Tom and Gerri (and yes, reference is made in the film to the coincidence of their names) seem to be cast from the same mould as Sally Hawkins’ Poppy from Happy-Go-Lucky, the eternal optimists just travelling through life, but at a later point in their journey, so with a little world weariness taking the polish off that optimism. They certainly allow event to intrude on that happiness a little, and of course Jim Broadbent and Ruth Sheen are both thoroughly charming in their roles. But it’s Mary who’s the catalyst for events, in her own little bubble and bouncing through Tom and Gerri’s world and causing ripples as she goes. Lesley Manville is outstanding as the fraught and excitable Mary, ranging from gabbling at nineteen to the dozen when her nerves come through or when flirting with Joe, to uncomfortable silences when left in the company of others for too long, and in every extreme Manville is close to perfection.
The passage of the seasons is marked very effectively, not only in the changing cinematography but in the use of the seasons to reflect the moods of the characters themselves, almost as if they create the feeling of the season more than their environment. But nothing is flash or showy, Leigh giving scenes the room to breathe that they need and not afraid to linger when the story requires.

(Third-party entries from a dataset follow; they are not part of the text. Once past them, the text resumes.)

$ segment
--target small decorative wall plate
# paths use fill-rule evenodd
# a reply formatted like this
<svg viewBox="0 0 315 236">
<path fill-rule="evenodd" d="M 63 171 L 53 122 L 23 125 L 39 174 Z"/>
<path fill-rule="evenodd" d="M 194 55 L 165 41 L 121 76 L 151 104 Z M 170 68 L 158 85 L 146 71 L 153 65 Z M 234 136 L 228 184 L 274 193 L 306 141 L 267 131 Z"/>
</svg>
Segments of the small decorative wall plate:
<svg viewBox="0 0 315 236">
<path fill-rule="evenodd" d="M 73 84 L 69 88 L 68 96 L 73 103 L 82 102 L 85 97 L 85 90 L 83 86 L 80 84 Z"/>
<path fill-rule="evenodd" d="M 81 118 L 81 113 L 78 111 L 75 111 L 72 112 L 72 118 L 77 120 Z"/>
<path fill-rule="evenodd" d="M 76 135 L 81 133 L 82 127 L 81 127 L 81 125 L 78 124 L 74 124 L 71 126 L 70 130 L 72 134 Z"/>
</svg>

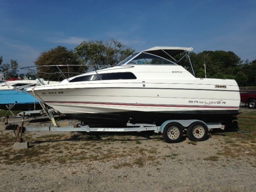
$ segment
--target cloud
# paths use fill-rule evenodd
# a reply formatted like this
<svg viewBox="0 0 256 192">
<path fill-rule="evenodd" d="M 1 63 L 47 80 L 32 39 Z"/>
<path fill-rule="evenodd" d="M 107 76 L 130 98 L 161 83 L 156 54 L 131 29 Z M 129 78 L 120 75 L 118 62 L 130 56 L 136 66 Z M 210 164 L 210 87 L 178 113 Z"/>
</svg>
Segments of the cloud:
<svg viewBox="0 0 256 192">
<path fill-rule="evenodd" d="M 40 51 L 20 41 L 0 37 L 0 54 L 4 61 L 17 60 L 20 67 L 34 65 Z"/>
<path fill-rule="evenodd" d="M 86 40 L 86 39 L 82 37 L 70 36 L 50 38 L 49 41 L 54 43 L 79 45 L 82 42 Z"/>
</svg>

Despite that, that pace never flags, although it could be argued that Another Year is always a shade more interesting when Manville is on screen. It’s her performance that will linger longest after the credits, but Leigh remains in the fine form he’s been in for the past decade and this could actually be his best effort for some time; subtle, believable, funny and with just enough personal despair to balance out the lighter drama.
Why see it at the cinema: To fully appreciate the shades of the cinematography and to become wrapped up fully in the fates of the characters. There’s also a few chuckles to appreciate with your fellow audience members.